The Academy clearly liked Another Round, or they wouldn’t have nominated Thomas Vinterberg for director as well. It’s a beautifully made film, but also a boringly obvious morality play with a pretentious concept (an obscure philosopher says day drinking is good for you, what could go wrong?) with a quasi-ambiguous ending tagged on (day drinking destroys your life, but gee, it can also reveal the real you before it kills you). It’ll be my biggest disappointment of the year if it wins International Film as it’s supposed to. I would highly recommend its competitors, especially the aforementioned documentary Collective, and the devastating portrayal of ethnic cleansing and life in its wake, Quo Vadis, Aida? Better Days and The Man Who Sold His Skin were both intense, thinky thrillers for anyone looking for good content in that genre.

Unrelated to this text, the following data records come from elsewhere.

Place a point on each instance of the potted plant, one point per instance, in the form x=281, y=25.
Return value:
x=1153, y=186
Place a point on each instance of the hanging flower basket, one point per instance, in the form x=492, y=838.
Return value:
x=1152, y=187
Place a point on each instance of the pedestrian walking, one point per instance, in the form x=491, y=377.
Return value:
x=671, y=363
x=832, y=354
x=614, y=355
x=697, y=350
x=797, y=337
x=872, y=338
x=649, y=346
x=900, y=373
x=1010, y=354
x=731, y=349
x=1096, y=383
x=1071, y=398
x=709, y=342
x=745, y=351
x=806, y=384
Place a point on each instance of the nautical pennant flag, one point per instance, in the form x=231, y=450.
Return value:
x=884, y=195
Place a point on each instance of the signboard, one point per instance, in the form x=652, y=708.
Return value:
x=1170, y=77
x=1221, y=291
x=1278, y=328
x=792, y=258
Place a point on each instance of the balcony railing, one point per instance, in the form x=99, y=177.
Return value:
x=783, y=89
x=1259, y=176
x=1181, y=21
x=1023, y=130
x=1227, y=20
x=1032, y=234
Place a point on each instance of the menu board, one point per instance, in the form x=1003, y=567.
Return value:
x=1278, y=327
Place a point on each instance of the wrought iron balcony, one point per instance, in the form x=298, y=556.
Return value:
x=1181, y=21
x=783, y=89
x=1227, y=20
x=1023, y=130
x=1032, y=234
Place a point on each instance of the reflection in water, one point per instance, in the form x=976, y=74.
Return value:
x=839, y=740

Finally, the shorts. I’m a fan of all the documentary shorts and recommend watching them – most of them are available online for free. I’d have a horrible time picking one if I were lucky enough to have a vote. I don’t think there’s a consensus about who will win: the old Oscar standard would be Colette, because until recently any Holocaust doc would automatically win, but if they’re going BLM it could be A Love Song For Latasha. For live action shorts, I found The Present (in which a Palestinian father brings his daughter into Israel to find an anniversary gift for his wife) totally gripping and full of dread, while time loop drama Two Distant Strangers topped my personal list by being clever, moving, and timely. I’d like to see that win, and I think it’s quite possible. Feeling Through is more cheerful alternative, which could appeal to voters as feel-good representation of a deafblind man making friends with a homeless teen, or (less likely) turn them off as inspiration porn. Both The Letter Room, which follows a prison mail censor, and White Eye, a single shot film that sets in conflict a migrant worker, a bicycle owner, and the Israeli police, bring us the complexity in a situation where the main character initially thinks he knows the weight of his moral choices, and both are worth watching. Of the animated shorts, If Anything Happens I Love You (the story of a family coping through and after an unimaginable loss) seems to have the edge; of the three I’ve seen, it has my vote.
And there it is, the 2021 Oscars at an admittedly lengthy glance. There’s so much worth talking about this year; I’m looking forward to how it all turns out (Best Actress!). Will it make me freak out to see the nominees in a room together? I guess I’ll let you know tomorrow!